BangDB creates separate file for index (with .idx extension) with the name of the file as the index name. The index file basically keeps the key/field on which it's indexed and the offset to the actual data. Hence the concept of BangDB index is similar to that of other database systems.

When data is stored, BangDB always index on primary key, however user may create secondary indexes as many as required. BangDB always creates primary index implicitly however for secondary keys user need to create index with appropriate configuration. The primary key can be indexed using Btree or Hash however the secondary index can be created using Btree only at the moment

Types which support Index

BangDB supports index and operations around it for wideTable and wideConnection. Hence user need to create wideTable and create all indexes on it. Then get a wideConnection to the table and use put and scan etc... operations.

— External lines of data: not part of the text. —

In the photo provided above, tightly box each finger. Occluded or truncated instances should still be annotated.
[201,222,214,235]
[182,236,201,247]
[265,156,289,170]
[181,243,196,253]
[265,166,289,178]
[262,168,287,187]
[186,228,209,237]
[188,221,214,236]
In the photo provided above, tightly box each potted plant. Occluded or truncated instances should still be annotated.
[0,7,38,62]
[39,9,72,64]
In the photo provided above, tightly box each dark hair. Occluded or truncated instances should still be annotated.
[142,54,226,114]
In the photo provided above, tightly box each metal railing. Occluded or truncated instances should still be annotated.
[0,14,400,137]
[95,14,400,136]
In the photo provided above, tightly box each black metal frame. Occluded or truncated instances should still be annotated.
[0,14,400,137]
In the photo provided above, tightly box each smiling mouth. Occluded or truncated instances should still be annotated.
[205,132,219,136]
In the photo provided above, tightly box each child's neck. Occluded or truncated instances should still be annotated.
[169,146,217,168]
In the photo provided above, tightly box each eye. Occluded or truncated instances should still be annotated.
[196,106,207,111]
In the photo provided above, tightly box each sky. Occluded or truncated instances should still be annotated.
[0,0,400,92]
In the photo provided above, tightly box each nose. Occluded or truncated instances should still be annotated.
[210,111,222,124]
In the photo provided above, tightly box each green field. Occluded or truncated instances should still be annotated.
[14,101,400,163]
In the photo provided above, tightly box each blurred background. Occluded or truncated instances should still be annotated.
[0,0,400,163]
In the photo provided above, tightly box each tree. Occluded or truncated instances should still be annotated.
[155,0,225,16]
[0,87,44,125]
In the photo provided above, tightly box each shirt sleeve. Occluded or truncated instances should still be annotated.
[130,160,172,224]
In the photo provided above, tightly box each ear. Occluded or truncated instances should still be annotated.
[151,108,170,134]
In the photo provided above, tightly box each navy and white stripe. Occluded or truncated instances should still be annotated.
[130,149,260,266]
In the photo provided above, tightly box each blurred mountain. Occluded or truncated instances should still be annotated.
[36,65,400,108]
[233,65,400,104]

Note that wideTable and wideConnection is super set of table and connection, hence support all the APIs and use cases that normal table and connection would support. But it also adds the support of index (for both unstructured and structured data) for wideTable and wideConnection

Index on data

BangDB allows user to add index on opaque or structured data both. This comes handy because many a times we wish to store data which is not structured but we would like to retrieve them using some key other that the primary key which is not explicit in the data. In this case user needs to specify the index key and value with every put. The wideConnection allows user to do that.

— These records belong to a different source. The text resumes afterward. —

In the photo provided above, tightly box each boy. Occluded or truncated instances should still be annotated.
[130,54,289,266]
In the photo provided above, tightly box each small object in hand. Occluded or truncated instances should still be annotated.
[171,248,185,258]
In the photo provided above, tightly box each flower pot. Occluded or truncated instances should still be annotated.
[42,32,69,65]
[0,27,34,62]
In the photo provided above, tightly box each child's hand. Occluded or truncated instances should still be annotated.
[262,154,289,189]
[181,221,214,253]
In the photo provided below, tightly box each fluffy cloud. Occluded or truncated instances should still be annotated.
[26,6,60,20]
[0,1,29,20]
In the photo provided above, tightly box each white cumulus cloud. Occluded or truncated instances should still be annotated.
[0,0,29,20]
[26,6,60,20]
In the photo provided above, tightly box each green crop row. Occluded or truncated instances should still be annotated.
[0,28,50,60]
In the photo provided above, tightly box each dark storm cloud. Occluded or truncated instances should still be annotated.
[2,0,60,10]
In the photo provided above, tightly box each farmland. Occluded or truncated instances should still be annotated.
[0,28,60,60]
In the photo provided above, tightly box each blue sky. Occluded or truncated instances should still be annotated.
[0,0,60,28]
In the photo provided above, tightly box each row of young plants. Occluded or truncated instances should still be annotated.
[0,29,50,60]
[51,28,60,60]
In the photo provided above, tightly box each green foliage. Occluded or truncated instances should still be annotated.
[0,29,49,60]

For structured document like json (currently supported one), user may just have to create index on a particular field in the document and then with every put, BangDB adds appropriate indexes implicitly.

Sorting

BangDB uses Btree for storing the index. This means that user may do scan over the index to select the data. In coming release Hash based index will also be supported.

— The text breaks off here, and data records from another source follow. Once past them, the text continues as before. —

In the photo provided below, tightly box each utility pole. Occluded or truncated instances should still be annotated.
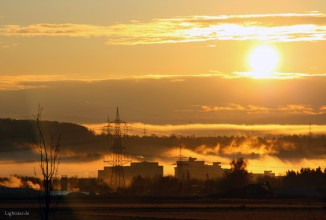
[104,108,131,191]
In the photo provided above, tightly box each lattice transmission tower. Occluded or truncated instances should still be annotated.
[104,108,131,190]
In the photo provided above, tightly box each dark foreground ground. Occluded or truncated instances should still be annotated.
[0,197,326,220]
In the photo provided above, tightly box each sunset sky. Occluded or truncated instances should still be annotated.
[0,0,326,175]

User can specify whether the sorting will be in increasing or decreasing order. However when scan is done, it returns resultset object which can be traversed in any direction.

Nested Index

For json data, user can add index on nested fields as well. For example;

	 jstr = "{"fname":"Alan", "lname":"Turing", "life":{"Nationality":"British", "education":{"school":"sherborne school", "university":"cambridge"},
	 		 "born":"23 june 1912", "died":"7 june 1954"}};
	 
	 //In this case we can add index for life.education.university. Note that the individual fields are separated by '.'.
	 
	 wtbl->addindex_str(" life.education.university", 32, true);
	 
	 //The 32 is fixed size for the value contained for the index and 'true' means duplicates are allowed.
	 

Now while searching we can scan using this index and specify the values accordingly, we will get the appropriate resultset.

Composite Keys

BangDB allows user to create composite key using two or more keys(fields in json doc) and store data for the key. This helps in scenarios where we need to define the composite key as unique even though the individual keys are non unique. The DB creates index on the composite key and allows users to search accordingly. Note that user need to set the key_type explicitly to tell db that composite keys will be used for the table. For ex;

	  table_env tenv;
		...
	  tenv.set_key_type(COMPOSITE_KEY);

	  table *tbl = db->gettable(tableName, OPENCREATE, &tenv);

	  //BangDB will use all the parts of the composite key while doing the search so that right results are returned.
	  
	  

Unique or Non-unique key

BangDB allows duplicate keys to be stored. This is true for both primary key and for secondary keys. For table user may set the allow_duplicate property on table_env or later when table is created or opened, one can call the setAllowDuplicate() to set or unset the duplicates. Note that in case of duplicate is allowed, it's advisable to use scan to retrieve data as there can be more than one row for a given key

ResultSet Operations

Indexes help in retrieving data, but currently user can scan a table using one field at a time. For example, let's say we have created two indexes, one on "name" and other on "department". So we will get two resultsets when we scan first on name and then on department.

	 rs1 = conn->scan(name, skey1, ekey1, &sf);
	 
	 rs2 = conn->scan(department, skey2, ekey2, &sf);
	 
	 //Now we can do various operations on these result sets. 

	 //Add two result sets (add will not duplicate keys which are there in both the sets)

	 rs1->add(rs2);

	 //Append (will simply append the sets, not care for duplicates)

	 rs1->append(rs2);

	 //Intersect

	 rs1->intersect(rs2);

	 //This can be done on multiple resultsets as required